When we do taper, we should make sure patients have their disease in remission or at least low disease activity before we start. We should start relatively quickly above a dose of about ten milligrams, so reduce by ten or twenty milligrams every one to two weeks down to ten, but below ten or really 7.5-5mg we need to go a lot slower. When people have symptoms it would be helpful, it's helpful if we can try to figure out what those symptoms are from, so try to differentiate whether someone's disease is active versus they're having symptoms from another reason, But if you can't do that and you end up going back up on the steroid dose or the patient themselves goes up on the steroid dose because about a quarter to a third of patients, as you said, have a stockpile of steroids at home, resume a slower taper. That can mean reducing the dose by one milligram with a larger interval. Maybe instead of one milligram a month, it's one milligram every six weeks.

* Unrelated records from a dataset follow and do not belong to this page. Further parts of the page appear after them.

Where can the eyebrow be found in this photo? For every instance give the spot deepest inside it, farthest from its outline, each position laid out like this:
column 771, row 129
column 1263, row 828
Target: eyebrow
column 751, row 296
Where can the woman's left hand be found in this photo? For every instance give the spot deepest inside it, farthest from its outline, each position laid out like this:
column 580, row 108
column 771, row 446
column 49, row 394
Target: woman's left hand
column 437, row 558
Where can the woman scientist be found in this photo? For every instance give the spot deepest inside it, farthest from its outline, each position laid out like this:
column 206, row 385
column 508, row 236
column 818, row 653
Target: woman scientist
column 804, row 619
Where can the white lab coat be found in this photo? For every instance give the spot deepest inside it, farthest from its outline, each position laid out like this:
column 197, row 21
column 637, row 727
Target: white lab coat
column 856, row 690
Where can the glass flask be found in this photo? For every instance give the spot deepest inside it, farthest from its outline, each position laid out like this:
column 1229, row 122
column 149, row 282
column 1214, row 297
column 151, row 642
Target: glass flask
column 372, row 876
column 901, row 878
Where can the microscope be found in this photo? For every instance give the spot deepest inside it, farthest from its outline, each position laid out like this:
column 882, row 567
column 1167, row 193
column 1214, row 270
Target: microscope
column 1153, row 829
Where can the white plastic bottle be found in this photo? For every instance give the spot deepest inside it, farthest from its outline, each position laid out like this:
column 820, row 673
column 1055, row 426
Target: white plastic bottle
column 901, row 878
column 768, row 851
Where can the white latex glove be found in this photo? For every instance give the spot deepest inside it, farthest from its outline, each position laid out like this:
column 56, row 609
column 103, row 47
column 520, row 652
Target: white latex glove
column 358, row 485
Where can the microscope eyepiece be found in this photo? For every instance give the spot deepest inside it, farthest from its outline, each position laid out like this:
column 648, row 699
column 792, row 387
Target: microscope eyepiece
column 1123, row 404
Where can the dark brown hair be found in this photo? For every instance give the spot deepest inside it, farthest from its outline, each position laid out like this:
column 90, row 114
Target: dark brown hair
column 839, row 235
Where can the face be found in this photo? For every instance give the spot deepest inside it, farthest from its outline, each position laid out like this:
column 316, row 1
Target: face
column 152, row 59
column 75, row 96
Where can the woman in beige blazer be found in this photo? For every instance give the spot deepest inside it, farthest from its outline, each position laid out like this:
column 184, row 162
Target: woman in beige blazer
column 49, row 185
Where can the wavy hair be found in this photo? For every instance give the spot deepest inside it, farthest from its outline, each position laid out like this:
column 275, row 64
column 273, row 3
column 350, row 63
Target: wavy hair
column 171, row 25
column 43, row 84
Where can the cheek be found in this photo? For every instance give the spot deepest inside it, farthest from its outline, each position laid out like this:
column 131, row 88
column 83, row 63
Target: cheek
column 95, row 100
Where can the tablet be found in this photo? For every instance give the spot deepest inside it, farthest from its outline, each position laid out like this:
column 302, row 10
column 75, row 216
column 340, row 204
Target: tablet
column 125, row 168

Or it could mean alternating. Instead of going from five to four milligrams, going from five every day to five for alternating. Or even from five every day to five every day except one day before. A lot of people will tolerate a slower taper like that with less symptoms.

So what I take from you from that is that it's not a one size fits all and that if you fail tapering one time doesn't mean this person is not going be able to taper down. You just have to be more cognizant of the time duration and have patience with these patients. So as we're learning more and more about the increased risk of steroid use even at low dose, it's very important as rheumatologists for us to really embrace treat to target aiming for remission as studies have shown even that difference between low disease activity and remission give better functional outcomes. Though there are more studies to be done, we need to be as the prescribers very aware of the impact we have in terms of steroid use and make a concerted effort to try to get our patients off for better outcomes.